Die Rebellengruppe "Mouvement 23" (Bewegung des 23. März) ist die vielleicht prominenteste dieser Milizen. Sie hat sich einst aus dem Genozid in Ruanda im Jahre 1994 formiert und besteht weitgehend aus Angehörigen der Ethnie Tutsi, die während des Genozids mit knapp 800.000 Toten aus Ruanda nach Kongo geflohen sind. Unzufriedene Tutsi-Generäle in Kongos Armee traten 2012 in den Aufstand, ihre "Bewegung des 23. März" eroberte weite Teile der Provinz Nord-Kivu. 2013 zog sich die M23 im Gegenzug für Friedensgespräche nach Uganda zurück.

Der Frieden hielt nicht lange an. "Die Regierung hat mehrfach mit der Gruppe verhandelt, leider wurden Verhandlungsergebnisse nicht umgesetzt, was dazu führte, dass die M23 im Jahr 2021 wieder zu den Waffen gegriffen hat und erheblich Gebiete in den Territorien Rutshuru und Masisi, nördlich von Goma, der Provinzhauptstadt von Nord-Kivu, erobert hat." Die kongolesische Regierung bekämpft sie.

Ruanda unterstützt die M23-Rebellen, was die bilateralen Beziehungen nachhaltig verschlechterte und beide Ländern in Kriegsbereitschaft versetzte. Präsident Tshisekedi versucht, mit der Armee und mit paramilitärischen "patriotischen" Jugendmilizen die M23 zu besiegen, was ihm aber nicht gelingt. Diese Gruppen dürften ihm indes Wählerstimmen einbringen.

Versöhnung scheint kaum möglich

In den Nachwehen des Genozids und der erneuten Machtübernahme der Tutsis sind ebenfalls Hutus aus Ruanda in den benachbarten Kongo geflohen, was zu ethnischen Spannungen geführt hat. Kongo unterstützt folglich die Hutus – viele unter ihnen sind frühere Völkermordtäter –, damit der Konflikt "dahin zurückgetragen wird, wo er herkam", nach Ruanda, heisst es. Alles in allem ist die Versöhnung eine schier unlösbare Aufgabe; die Befriedung kommt nicht voran.

Verständlich, dass alle Kandidaten Pläne haben, diese Krisenregion endlich zu befrieden. So hat Katumbi kürzlich erst betont, er wolle mehr als fünf Milliarden Euro für die betreffenden Provinzen North Kivu und Ituri bereitstellen. Amtsinhaber Tshisekedi verspricht die "totale Befreiung des Osten".

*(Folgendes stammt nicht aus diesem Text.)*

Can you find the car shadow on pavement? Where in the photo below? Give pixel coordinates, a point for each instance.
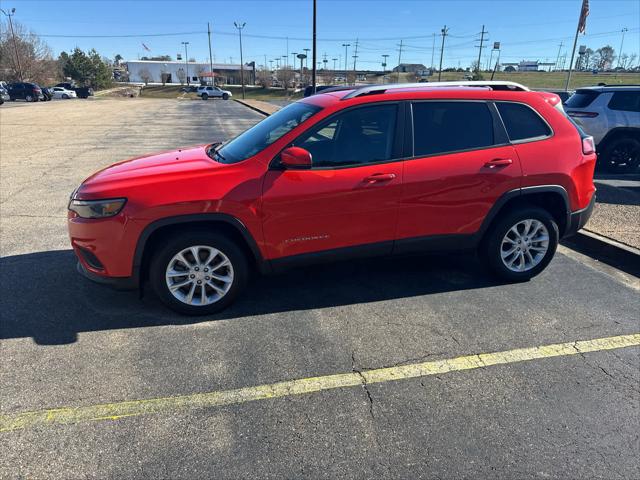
(43, 297)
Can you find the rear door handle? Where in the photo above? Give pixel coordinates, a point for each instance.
(498, 162)
(380, 177)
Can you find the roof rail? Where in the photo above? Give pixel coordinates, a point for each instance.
(493, 84)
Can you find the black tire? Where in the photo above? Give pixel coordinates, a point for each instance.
(491, 247)
(176, 244)
(621, 155)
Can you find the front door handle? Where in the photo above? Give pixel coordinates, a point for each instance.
(498, 162)
(380, 177)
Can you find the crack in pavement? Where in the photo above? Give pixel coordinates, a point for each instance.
(364, 383)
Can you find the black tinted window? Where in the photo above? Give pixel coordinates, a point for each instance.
(440, 127)
(522, 122)
(581, 99)
(358, 136)
(626, 101)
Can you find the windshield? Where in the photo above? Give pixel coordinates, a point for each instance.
(260, 136)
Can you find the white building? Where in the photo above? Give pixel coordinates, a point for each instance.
(153, 71)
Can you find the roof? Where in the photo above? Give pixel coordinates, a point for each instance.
(611, 88)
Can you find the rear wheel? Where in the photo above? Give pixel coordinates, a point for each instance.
(622, 155)
(198, 273)
(521, 244)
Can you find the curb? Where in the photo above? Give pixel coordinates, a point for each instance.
(252, 107)
(256, 109)
(606, 250)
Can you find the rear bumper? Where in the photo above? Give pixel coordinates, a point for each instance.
(579, 218)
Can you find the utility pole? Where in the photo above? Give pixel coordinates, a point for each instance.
(210, 54)
(433, 51)
(13, 36)
(480, 52)
(384, 65)
(355, 56)
(240, 26)
(624, 30)
(346, 47)
(313, 73)
(306, 52)
(558, 57)
(186, 60)
(444, 34)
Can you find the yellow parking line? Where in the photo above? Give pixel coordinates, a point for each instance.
(113, 411)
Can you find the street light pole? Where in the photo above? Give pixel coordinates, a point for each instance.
(624, 30)
(346, 56)
(186, 60)
(13, 36)
(240, 27)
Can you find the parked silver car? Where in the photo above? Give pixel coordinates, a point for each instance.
(611, 114)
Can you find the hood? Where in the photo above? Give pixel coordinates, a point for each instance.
(149, 169)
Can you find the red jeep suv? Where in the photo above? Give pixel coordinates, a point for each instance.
(374, 170)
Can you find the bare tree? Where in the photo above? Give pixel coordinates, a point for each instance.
(145, 75)
(264, 77)
(33, 61)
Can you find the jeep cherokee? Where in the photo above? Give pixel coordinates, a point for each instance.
(374, 170)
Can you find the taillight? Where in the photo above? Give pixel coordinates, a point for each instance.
(583, 114)
(588, 146)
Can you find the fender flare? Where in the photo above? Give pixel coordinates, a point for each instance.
(194, 218)
(522, 193)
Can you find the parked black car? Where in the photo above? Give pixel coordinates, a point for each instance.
(82, 92)
(46, 93)
(25, 91)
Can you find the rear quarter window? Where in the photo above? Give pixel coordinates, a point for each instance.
(625, 101)
(522, 122)
(582, 99)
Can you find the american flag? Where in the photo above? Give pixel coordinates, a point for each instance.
(584, 13)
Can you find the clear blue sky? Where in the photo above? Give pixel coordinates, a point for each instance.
(529, 30)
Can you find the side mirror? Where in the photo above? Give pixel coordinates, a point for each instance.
(295, 157)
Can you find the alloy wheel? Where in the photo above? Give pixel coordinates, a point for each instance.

Ob die Wahlen tatsächlich stattfinden, war lange nicht sicher. Gerüchte machten die Runde, der Verfassungsrat könnte die Wahlen verschieben. Die Verteilung der Wahlmaschinen und der Stimmzettel verzögerte sich, die verfügbaren Transportkapazitäten waren gering. Teile der Bevölkerung im Osten sind durch die dortigen Konflikte von den Wahlen ausgeschlossen. "Die Regierung hat eigentlich keine Präsenz, die es ermöglicht, die Wahlen ordnungsgemäss durchzuführen", sagt Ursula Langkamp.

Irritationen hat auch der Abzug der EU-Wahlbeobachter ausgelöst. Ihnen wurde vor drei Wochen die Nutzung von Satellitentelefonen aufgrund von Datensicherheit untersagt. Die Europäer haben daraufhin ihren Einsatz abgesagt.

Über die Gesprächspartnerin

  • Ursula Langkamp ist seit April 2022 Landesdirektorin der Welthungerhilfe in der Demokratischen Republik Kongo. Sie lebt im ostkongolesischen Goma. Ein grosser Fokus ihrer Arbeit liegt auf der Bekämpfung von Hunger, Ernährungsunsicherheit und Armut, von der vor allem die vielen intern Vertriebenen und sie aufnehmenden Gastfamilien betroffen sind. Insgesamt arbeitet die Welthungerhilfe mit 12 lokalen Organisationen im Osten des Kongo zusammen.